The City of Bath, a UNESCO World Heritage Site, is also one of UK’s most visited beautiful cities. Bath is a popular day-trip destination from either London. The city of Bath can be easily reached by rail from Central London, that only takes about 40 minutes! You can visit Bath with day-tour groups, but I think it’s cheaper and better to visit the city on your own, as the city is easy to navigate around.
So let’s get started on what I did in the beautiful city of Bath during my trip over last winter.

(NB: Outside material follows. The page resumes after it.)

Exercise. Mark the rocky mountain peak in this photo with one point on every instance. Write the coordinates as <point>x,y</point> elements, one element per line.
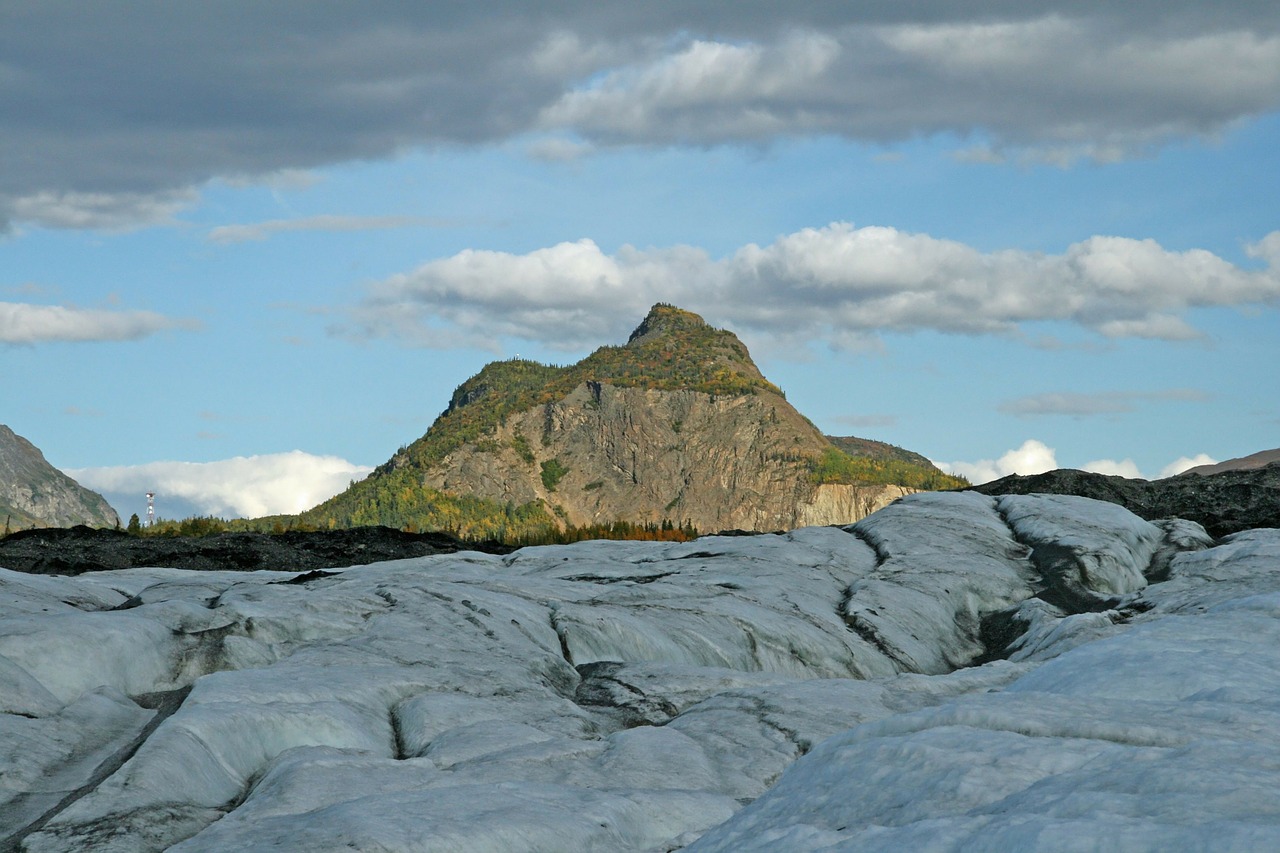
<point>662,320</point>
<point>677,425</point>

This is the first attraction I went right upon arrival in Bath. This is a very popular tourist attraction in Bath, and also in South West England, so as you expected, queues can get very long. I would highly recommend you to book your tickets online prior to your visit! The Roman Baths are built here by the Romans during their invasion into Britain thousands of years ago, after knowing the hot springs bubbled up from the Earth. Visiting the Roman Baths is the best way to understand the history of Bath, where the entire self-guided audio tour will take approximately an hour plus.
After your tour of the Roman Baths, you could dine in The Pump Room Restaurant, situated right beside the Roman Baths. They are open from breakfast to afternoon tea.
Right in front of the Roman Baths is another magnificent piece of architecture – The Bath Abbey. It was built in the 7th century and was being rebuilt twice in the 12th and 16th centuries, with major restoration work being done in 1860. There are a total of 52 windows (that is 80% of the wall-space). Entrance fee is free, but a small donation is appreciated.
Pulteney Bridge crosses the River Avon, was completed in 1774. This 45-meter long bridge was often photographed together with the weir below it. This bridge is located close to the City Centre, a short 5-minute walking distance from the Bath Abbey. This is one of the nice-looking bridges, that are pretty well preserved.
No. 1 Royal Crescent
Bath is famous for its Georgian crescents, 15 minutes walk from the Bath Abbey will bring you to No. 1 Royal Crescent, where magnificently curved rows of apartments were housed. They are built between 1767 and 1774, and is one of the best spots to take some nice Instagrammable shots!
Bath has another circular row of apartments, which is a short-walkable distance from No. 1 Royal Crescent, but for The Circus, it’s actually literally a circle with 3 entrances, with a small park with seats in the middle of the loop. This row of apartments was completed in 1768.
Sally Lunn’s Eating House
The final place I’ve visited was the oldest house in Bath – Sally Lunn’s Eating House (home of the world famous Sally Lunn Bun), it’s tucked in a corner near to Bath Abbey. The house was built in 1482, which was one of the oldest houses in Bath. Upon stepping in, you can feel the ‘back-in-time’, traditional feel. The buns were great and the vibes were lovely, the staffs were friendly and approachable! You could also make a visit to their small museum below the shop after you’ve dined in.
So… Here you go, these are the attractions that I’ve been on my day-trip to the beautiful city of Bath. Love the architecture here, and love the food! Hope this helps in your planning for your next trip to Bath!